You’ve heard it before: “We’re on time and on budget, every time!”
You won’t hear this from one of our team members. In fact, when in conversations with prospective clients, we like to break the ice by mentioning the opposite – that we’re not perfect and we don’t claim to be.
It’s simply the truth. We are about as perfect as anyone else, which is to say not perfect. Do we have decades upon decades of experience? Yes. Do we have good systems in place? Yes. There are plenty of great things we can talk about regarding Suntech, but in the end execution is left to human beings. Which leads me to reason #1 why we don’t promise to be on time and on budget:
Reason 1: Promising perfection assumes construction happens in a vacuum. The general contractor on a commercial project is simply one of the parties involved. You have an owner and architect and municipal officials. The GC only controls one of those variables, and the other players have a drastic impact on how the project goes. For example, if the architect drew sloppy plans, the project will take longer and will probably be more expensive. If a fire marshal decides to make an example out of us, they can alter the course of the job. The point is this: construction is an activity comprised of multiple imperfect people working together with a common goal. Speaking of which…
Reason 2: Promising perfection compromises teamwork. As I just stated, there are many parties involved in building something and all parties need to work together if the project is to be successful. For the GC to make a hubristic promise is to make a statement to the owner that we need no help or cooperation – or, in other words, we got this. The truth is, of course, that the GC needs the cooperation and assistance of all parties to succeed.
Reason 3: Overpromising and underdelivering fails to serve the owner. No matter what promises are made by contractors, construction is an imperfect science.
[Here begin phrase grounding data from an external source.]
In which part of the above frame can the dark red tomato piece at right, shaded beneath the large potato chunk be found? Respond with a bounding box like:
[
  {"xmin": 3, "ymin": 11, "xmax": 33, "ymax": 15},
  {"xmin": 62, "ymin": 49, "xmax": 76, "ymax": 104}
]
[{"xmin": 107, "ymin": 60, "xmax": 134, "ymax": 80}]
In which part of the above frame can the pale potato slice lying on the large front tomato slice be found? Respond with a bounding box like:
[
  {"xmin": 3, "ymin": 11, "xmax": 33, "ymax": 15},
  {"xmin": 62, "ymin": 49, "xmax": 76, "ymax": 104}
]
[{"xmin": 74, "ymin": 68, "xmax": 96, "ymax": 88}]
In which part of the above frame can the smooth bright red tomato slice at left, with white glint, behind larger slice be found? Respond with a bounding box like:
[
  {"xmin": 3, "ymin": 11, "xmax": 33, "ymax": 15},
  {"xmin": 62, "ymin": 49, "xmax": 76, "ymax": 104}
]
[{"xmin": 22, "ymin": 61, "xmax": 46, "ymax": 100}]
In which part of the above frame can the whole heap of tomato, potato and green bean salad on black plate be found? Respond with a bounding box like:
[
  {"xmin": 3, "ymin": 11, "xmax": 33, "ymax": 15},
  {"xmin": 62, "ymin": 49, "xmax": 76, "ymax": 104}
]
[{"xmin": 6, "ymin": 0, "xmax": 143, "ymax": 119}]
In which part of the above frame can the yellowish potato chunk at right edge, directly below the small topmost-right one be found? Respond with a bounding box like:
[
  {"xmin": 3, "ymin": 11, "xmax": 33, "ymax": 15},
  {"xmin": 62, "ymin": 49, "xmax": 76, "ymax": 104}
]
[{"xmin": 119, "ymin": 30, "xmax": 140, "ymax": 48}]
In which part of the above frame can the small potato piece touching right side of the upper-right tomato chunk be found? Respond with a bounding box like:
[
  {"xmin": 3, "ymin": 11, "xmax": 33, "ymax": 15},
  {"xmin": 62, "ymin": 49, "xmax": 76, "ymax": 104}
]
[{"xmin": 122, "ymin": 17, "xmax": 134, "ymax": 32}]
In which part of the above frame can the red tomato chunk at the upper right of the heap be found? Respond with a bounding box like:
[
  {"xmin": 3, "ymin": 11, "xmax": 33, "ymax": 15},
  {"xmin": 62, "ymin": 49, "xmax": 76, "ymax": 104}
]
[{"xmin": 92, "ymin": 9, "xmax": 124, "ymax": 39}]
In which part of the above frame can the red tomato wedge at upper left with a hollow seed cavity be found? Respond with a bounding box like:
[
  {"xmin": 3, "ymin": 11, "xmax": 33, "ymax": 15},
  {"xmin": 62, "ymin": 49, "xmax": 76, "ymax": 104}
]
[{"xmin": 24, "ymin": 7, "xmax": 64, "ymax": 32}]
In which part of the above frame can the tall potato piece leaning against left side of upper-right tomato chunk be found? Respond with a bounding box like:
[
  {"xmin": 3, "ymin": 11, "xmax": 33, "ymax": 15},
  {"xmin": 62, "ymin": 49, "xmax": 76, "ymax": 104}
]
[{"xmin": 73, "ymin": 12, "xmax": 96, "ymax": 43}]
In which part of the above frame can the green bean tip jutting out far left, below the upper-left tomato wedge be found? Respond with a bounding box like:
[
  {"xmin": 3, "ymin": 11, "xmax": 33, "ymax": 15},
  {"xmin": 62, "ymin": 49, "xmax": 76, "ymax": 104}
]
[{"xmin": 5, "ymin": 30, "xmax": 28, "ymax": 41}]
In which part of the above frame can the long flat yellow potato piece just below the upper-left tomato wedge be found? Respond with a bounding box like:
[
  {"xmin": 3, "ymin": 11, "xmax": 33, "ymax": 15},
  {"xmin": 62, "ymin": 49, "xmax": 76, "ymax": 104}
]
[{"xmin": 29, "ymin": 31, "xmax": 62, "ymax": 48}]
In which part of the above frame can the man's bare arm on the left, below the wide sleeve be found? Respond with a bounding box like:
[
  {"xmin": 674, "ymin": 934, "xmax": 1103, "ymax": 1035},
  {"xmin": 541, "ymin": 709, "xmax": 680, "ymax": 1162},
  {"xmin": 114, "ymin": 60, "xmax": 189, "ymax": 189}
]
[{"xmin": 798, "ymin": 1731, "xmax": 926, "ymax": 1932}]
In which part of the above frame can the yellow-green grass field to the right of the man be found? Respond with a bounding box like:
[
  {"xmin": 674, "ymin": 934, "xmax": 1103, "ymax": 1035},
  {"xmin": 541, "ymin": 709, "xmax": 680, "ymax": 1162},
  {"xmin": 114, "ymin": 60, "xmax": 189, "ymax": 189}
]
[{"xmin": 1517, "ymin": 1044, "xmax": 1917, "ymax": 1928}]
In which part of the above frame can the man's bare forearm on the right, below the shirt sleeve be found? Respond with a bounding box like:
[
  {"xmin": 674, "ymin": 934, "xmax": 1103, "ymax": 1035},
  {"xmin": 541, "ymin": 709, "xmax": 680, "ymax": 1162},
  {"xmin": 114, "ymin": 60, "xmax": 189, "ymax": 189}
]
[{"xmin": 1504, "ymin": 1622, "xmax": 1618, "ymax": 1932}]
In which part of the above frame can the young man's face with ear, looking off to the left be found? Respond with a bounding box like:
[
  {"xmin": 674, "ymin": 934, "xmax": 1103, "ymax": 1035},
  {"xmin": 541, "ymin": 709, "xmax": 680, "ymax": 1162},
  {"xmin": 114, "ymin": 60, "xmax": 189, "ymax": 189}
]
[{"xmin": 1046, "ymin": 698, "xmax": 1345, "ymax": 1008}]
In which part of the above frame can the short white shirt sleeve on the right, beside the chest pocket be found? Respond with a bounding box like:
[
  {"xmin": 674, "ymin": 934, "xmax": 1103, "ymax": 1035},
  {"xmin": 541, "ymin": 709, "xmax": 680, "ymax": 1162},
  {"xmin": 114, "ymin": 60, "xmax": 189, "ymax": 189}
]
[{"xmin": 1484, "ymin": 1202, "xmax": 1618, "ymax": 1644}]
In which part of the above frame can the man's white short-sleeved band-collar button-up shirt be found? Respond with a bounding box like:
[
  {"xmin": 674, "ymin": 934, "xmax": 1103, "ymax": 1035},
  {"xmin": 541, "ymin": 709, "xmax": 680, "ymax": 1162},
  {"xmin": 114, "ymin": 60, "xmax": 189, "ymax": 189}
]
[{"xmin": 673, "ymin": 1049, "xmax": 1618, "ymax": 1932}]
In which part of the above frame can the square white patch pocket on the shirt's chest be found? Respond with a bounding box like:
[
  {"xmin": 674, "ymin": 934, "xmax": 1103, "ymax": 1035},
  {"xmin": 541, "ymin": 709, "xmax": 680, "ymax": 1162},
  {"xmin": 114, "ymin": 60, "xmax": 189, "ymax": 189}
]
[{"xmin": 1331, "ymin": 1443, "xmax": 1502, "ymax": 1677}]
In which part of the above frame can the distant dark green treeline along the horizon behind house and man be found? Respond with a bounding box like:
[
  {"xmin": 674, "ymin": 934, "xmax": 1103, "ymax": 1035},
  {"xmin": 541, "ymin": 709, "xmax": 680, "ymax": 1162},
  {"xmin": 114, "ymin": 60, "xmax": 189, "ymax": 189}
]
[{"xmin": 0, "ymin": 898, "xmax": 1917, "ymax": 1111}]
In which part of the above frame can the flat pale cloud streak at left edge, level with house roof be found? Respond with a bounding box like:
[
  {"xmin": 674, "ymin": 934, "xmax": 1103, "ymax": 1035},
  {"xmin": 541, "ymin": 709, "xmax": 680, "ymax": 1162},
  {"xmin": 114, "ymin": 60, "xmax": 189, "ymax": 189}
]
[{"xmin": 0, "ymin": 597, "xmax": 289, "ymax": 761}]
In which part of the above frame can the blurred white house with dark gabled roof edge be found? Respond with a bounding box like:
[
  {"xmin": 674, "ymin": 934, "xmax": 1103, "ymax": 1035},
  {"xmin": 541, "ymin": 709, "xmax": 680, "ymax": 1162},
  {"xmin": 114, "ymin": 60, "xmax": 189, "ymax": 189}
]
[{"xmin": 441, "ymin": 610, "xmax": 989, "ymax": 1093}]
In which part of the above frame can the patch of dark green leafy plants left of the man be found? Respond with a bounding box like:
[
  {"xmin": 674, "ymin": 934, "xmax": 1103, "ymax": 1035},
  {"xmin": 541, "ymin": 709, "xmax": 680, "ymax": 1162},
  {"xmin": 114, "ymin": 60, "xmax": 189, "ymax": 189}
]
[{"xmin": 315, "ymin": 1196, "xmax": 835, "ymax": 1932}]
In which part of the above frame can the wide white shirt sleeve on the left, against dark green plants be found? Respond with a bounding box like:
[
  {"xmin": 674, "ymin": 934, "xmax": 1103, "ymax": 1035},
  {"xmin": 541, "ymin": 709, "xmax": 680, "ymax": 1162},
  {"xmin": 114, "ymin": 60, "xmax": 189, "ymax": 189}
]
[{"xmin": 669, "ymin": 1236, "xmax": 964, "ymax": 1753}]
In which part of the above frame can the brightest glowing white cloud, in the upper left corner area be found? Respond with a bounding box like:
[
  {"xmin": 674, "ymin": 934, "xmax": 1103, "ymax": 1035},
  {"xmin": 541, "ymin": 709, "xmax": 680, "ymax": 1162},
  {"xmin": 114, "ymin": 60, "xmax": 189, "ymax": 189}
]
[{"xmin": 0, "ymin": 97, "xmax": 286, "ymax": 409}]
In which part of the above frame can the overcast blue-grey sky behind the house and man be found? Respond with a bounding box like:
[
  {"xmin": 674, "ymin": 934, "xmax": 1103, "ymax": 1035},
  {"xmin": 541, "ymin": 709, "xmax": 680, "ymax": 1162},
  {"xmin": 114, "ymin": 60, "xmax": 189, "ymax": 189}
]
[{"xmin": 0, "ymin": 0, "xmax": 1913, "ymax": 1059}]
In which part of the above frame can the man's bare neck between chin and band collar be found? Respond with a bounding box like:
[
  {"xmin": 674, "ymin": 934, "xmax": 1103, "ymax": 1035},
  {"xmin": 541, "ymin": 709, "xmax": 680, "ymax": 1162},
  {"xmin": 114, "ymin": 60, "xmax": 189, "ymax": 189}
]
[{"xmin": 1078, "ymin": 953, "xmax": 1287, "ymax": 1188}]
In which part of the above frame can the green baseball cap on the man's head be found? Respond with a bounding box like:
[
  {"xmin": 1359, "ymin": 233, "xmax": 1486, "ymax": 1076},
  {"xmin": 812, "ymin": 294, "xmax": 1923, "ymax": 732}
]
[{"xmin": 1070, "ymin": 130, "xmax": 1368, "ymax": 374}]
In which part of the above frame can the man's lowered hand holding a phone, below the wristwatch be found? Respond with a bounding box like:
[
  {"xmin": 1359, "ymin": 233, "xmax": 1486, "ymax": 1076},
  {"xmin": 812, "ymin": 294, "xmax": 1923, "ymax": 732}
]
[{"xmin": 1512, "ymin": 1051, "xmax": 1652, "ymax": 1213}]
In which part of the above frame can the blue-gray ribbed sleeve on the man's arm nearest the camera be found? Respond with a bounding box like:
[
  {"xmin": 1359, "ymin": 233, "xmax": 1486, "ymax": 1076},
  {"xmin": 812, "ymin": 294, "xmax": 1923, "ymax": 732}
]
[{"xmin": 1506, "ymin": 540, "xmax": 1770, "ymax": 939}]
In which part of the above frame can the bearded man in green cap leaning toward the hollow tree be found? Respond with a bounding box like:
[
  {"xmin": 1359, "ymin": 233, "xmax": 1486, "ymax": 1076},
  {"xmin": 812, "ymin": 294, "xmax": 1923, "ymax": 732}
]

The real professionals will make fewer and smaller mistakes – and they will rectify them quickly – but mistakes will be made. If the owner lacks experience in building and relies upon unrealistic dates and unrealistic budget numbers, their business will be harmed. They might have employees standing around with no building to operate from or inventory which cannot be stored. Realistic schedules and realistic budgets respect the client and allow them to plan appropriately.
When vetting a contractor, focus on one word: trust. Trust their experience. Trust their character. Trust their numbers. If you cannot trust them, don’t hire them. Low trust environments are slow, expensive, and painful – especially in construction. There are good GCs out there standing ready to build for you, but you need to look past the outrageous claims to the criteria that really matters.